# Boer registration question



## Perfect7 (Apr 19, 2010)

We are just getting started with Boers, 1 Doe, 2 Doelings, and a buckling that will be wethered soon. The girls are all registered 50%. A friend has a 50% registered buck. If I breed them, can the kids be registered 50% or does it have to be at least a purebred buck and then register the babies at 75%? I apologize if this is a stupid question. I can't seem to find the answer on the registration sites.


----------



## toth boer goats (Jul 20, 2008)

Don't ever think any question is stupid ...we all need to learn somewher...and yo happen to be in the right place... :wink: :thumb: :hug: :hi5: 

The buck has to be 100% Fullblood or american Purebred to be able to register the offspring..

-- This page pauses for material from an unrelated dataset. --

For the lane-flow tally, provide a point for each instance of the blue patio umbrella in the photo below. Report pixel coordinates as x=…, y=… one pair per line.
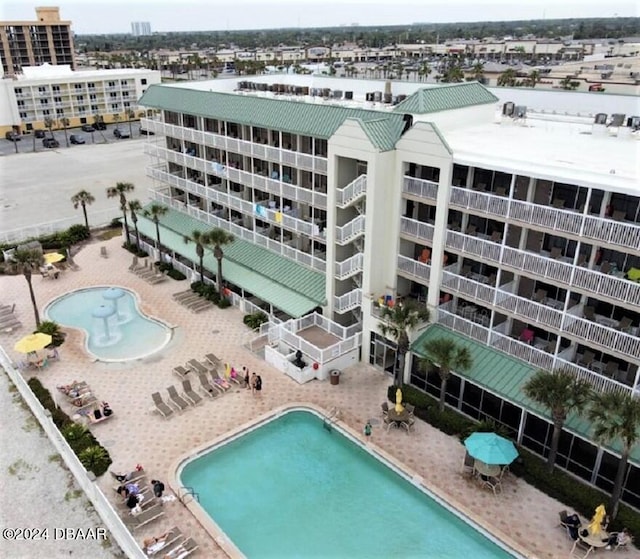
x=491, y=448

If the buck is 100% FB ...and a doe that is 50%.... yes the kids will be 75%


----------



## Perfect7 (Apr 19, 2010)

Thank you so much!!!


----------



## AlaskaBoers (May 7, 2008)

agree, 
Only breed to 100% FB Boers.


----------



## toth boer goats (Jul 20, 2008)

> Thank you so much!!!


 Your welcome... :wink:


----------



## DPW (Mar 13, 2010)

It depends on your goals Perfect7. If you simply want to raise and sell commercial meat goats the percentage of the buck does not matter. I'll take a 75% Boer buck who continuously throws fast growing meaty kids raised on pasture over a 100% Boer buck who looks pretty in the show ring but only got that way by costly supplemental feeding.
There are many reasons to raise goats. We raise meat goats for meat. With no interest in the show ring. 
Now if someone wants to raise goats to sell as breeding stock then registering and showing is important. Selling kids sired by an enobled buck will bring in more money. 
Personally we like the meatiness and hardiness of the original South African Boer goat. The Americanized show version is beginning to look a bit too dainty for our taste. Pun intended.
But not everyone has the same goals. This is only my personal opinion of the type of goat we are breeding for. In our case registering goats is not necessary.


----------



## AlaskaBoers (May 7, 2008)

DPW has a great point,
In the last goat rancher magazine, they had an article on how much the boer has changed in 10 yrs and how most of those changeswere not important and actually detrimental to the industry: fine necks, hot dog bodies, two teats vs four, and so wide the goats must waddle to walk, along with hornsets and overall feminine appearance in all goats. 

ranting is done


----------



## Perfect7 (Apr 19, 2010)

Thank you guys, and those are some good points. We will not be showing goats at all with the exception of the kiddos in 4-h and they just have to look like "meat goats". In our area, 4-h meat goats win by weight gain and size, not pedigree. Last year a little boy won with an unregistered Spanish goat and blew away all of the expensive papered Boers.  We only want to raise meat for ourselves and maybe later supply other kiddos in our area with 4-h whether projects.
I guess ours aren't very show quality because our two doelings have four teets (50% kiko), but they are pretty enough for the kids to have a good time this year in 4-h. To be honest, we can't afford a high priced buck right now anyway (especially knowing we'd have to keep trading bucks or selling to avoid inbreeding). So for now.....50% buck here we come! 
But it's good to know the registration process if we stay in for the long haul to supply breeding stock in our area. You guys are awesome!


----------



## AlaskaBoers (May 7, 2008)

okay
By the way, 4 teats in boers are fine, I actually prefer them as they can feed more kids


----------